The assault comes amid a series of peace talks between Washington and the Taliban that both sides say are making progress, but which so far have yielded no reduction in violence in the gruelling Afghan conflict.
Taliban spokesman Qari Yousuf Ahmadi said the afternoon attack in Afghanistan´s second-largest city started with a car bomb, then saw gunmen storm the police compound. "A number of Mujahideen equipped with heavy and small arms breached the headquarters and launched their operations inside," he said.
Baheer Ahmadi, the Kandahar governor´s spokesman, said that 12 people had been killed, including nine civilians and three police officers. Another 89 were wounded, he added.
Police chief Tadin Khan said the car bomb was followed by two other explosions. "The fighting is over now. Some vehicles were burnt. Now the Afghan army and US helicopters are hovering in the area," he said.
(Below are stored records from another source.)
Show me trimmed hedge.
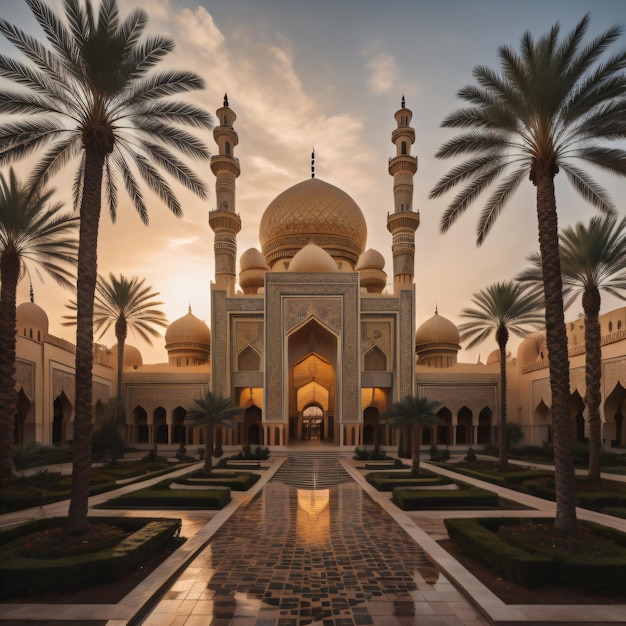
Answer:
[0,517,181,599]
[365,470,446,491]
[444,518,626,595]
[391,483,498,511]
[176,470,261,491]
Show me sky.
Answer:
[0,0,626,363]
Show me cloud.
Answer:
[363,44,399,95]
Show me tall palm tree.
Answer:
[517,215,626,483]
[430,15,626,534]
[459,281,544,472]
[0,168,78,479]
[0,0,212,534]
[185,391,242,474]
[380,396,440,476]
[63,272,167,417]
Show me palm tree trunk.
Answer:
[535,169,576,535]
[496,326,509,472]
[66,149,104,534]
[0,252,20,480]
[115,316,128,427]
[411,425,422,476]
[583,288,602,483]
[204,420,214,475]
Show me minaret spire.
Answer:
[387,95,420,295]
[209,94,241,296]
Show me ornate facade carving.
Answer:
[15,359,35,401]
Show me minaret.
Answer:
[387,96,420,295]
[209,94,241,296]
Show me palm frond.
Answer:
[136,119,211,159]
[561,163,614,213]
[128,70,204,105]
[476,167,528,246]
[142,142,207,198]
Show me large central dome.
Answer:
[259,178,367,271]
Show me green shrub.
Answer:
[0,518,181,599]
[365,469,442,491]
[391,483,498,511]
[444,519,558,587]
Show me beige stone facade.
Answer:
[8,98,626,453]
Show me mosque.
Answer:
[15,97,626,453]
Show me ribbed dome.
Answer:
[111,343,143,367]
[165,307,211,367]
[239,248,268,272]
[239,248,269,293]
[165,309,211,349]
[259,178,367,269]
[289,241,337,272]
[354,248,385,270]
[415,313,460,348]
[16,302,49,341]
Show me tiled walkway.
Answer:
[145,482,484,626]
[144,454,486,626]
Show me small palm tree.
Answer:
[459,281,544,472]
[0,169,78,478]
[0,0,212,535]
[380,396,440,476]
[430,15,626,535]
[63,273,167,418]
[517,215,626,483]
[185,391,242,474]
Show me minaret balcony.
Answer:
[389,154,417,176]
[211,154,241,178]
[209,209,241,233]
[387,211,420,233]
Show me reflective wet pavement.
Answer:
[143,470,486,626]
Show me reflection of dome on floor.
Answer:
[16,302,49,341]
[259,178,367,271]
[165,307,211,366]
[415,312,461,367]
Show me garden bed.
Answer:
[0,517,181,600]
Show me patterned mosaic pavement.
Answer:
[144,482,484,626]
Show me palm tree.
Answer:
[380,395,440,476]
[0,168,78,479]
[185,391,242,474]
[459,281,544,472]
[63,272,167,418]
[517,215,626,483]
[430,15,626,534]
[0,0,212,534]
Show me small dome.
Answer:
[415,312,461,368]
[165,307,211,367]
[16,302,49,341]
[415,313,460,350]
[239,248,269,272]
[165,307,211,349]
[239,248,269,293]
[517,332,548,367]
[289,241,338,272]
[111,343,143,368]
[354,248,385,271]
[487,348,500,365]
Hayatullah Hayat, the provincial governor for Kandahar, said Afghan security forces had launched a "clean-up operation" to see if any attackers were remaining. Pictures on social media showed a huge plume of smoke rising over Kandahar, and Hayat said about six trucks carrying commercial goods had burnt.
The assault comes just one day after two Afghan soldiers -- who were really Taliban operatives -- fatally shot an Afghan colonel in Ghazni province.